Implications and limitations

Over 200 million people receive major non-cardiac surgical procedures every year. At least 2% of elective non-cardiac procedures result in perioperative cardiac complications, which account for up to a third of postoperative deaths. Elderly patients undergoing major surgery are at higher risk for serious perioperative cardiac complications (Wijeysundera et al., Citation2011). Our results provide a new insight for preventing cardiac events during perioperation in aged patients. However, we only selected a single β1 adrenergic receptor blocker and single β2 agonists, and only one dose was used.
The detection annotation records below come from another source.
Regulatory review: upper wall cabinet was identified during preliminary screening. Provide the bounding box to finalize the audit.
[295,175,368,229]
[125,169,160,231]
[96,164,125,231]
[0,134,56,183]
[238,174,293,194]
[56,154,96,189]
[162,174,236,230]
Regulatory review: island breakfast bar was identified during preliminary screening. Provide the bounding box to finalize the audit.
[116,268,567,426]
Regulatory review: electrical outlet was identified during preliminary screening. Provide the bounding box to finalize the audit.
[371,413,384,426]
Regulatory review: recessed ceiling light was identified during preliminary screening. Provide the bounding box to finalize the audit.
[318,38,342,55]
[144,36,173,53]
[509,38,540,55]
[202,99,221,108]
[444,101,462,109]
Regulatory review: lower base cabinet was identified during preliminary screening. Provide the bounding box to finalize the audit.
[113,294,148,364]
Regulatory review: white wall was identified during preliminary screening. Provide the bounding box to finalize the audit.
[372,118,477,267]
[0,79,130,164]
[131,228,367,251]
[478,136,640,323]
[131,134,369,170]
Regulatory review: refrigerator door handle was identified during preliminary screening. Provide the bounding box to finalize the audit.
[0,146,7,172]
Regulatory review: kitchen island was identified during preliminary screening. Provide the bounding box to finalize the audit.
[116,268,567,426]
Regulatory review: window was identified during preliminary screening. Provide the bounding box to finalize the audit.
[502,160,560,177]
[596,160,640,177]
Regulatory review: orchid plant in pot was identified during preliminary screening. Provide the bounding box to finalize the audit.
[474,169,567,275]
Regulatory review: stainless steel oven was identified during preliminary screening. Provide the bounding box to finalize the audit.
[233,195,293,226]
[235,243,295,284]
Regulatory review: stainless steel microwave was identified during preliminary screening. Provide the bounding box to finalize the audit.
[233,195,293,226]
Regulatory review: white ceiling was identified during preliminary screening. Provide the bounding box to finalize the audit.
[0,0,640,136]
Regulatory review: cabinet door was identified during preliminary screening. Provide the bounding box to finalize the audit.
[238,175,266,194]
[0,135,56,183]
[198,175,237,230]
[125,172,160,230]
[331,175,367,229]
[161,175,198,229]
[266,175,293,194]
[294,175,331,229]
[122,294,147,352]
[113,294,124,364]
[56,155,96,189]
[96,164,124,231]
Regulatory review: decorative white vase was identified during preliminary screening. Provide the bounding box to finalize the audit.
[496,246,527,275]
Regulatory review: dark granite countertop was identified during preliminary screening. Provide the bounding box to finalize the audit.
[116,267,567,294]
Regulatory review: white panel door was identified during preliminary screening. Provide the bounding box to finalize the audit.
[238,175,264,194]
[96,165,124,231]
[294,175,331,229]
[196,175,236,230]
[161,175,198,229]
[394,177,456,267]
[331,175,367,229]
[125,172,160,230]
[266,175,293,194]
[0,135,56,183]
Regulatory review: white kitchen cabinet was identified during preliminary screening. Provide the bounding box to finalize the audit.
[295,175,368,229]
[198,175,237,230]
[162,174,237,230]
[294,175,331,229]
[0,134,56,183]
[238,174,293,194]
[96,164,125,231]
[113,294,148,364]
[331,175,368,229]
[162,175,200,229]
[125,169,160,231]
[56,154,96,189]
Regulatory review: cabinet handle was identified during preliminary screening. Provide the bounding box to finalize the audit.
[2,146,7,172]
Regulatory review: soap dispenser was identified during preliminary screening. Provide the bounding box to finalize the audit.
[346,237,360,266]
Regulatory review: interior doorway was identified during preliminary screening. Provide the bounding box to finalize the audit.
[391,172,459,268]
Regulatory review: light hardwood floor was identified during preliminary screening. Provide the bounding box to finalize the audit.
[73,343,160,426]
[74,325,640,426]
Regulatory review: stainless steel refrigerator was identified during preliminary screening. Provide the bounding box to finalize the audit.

Both β1AR blocker and β2AR agonist are used clinically. Further studies are needed to collect clinical information and estimate the correlation between cardiac events and administration of β1AR blocker or β2AR agonist either or both during perioperative period from the patients with non-cardiac surgery.

Conclusions

The present study proved that simultaneous activation of β2AR with β2AR agonist and inhibition of β1AR with selective β1AR blocker normalized myocardial oxygen consumption decreased myocardial damage, augmented cardiomyocytes survival, improved cardiac function, reduced the incidence of arrhythmia, therefore, decreased the occurrence of cardiac events during the perioperative period in aged rats undergoing non-cardiac surgery. The general effects of the combined use of β2AR agonist and β1AR blocker appear to be superior to either treatment alone.

Declaration of interest

There are no financial or other interests with regard to the paper that represent a conflict of interest.

This study was supported by the National Natural Science Foundation of China (No. 81370329).

Acknowledgements

We thank Youjian Qi, Xuzhou Medical College, for the technical assistance, and Medical Statistics analysis Center of Xuzhou Medical College, for their kind help in data analysis.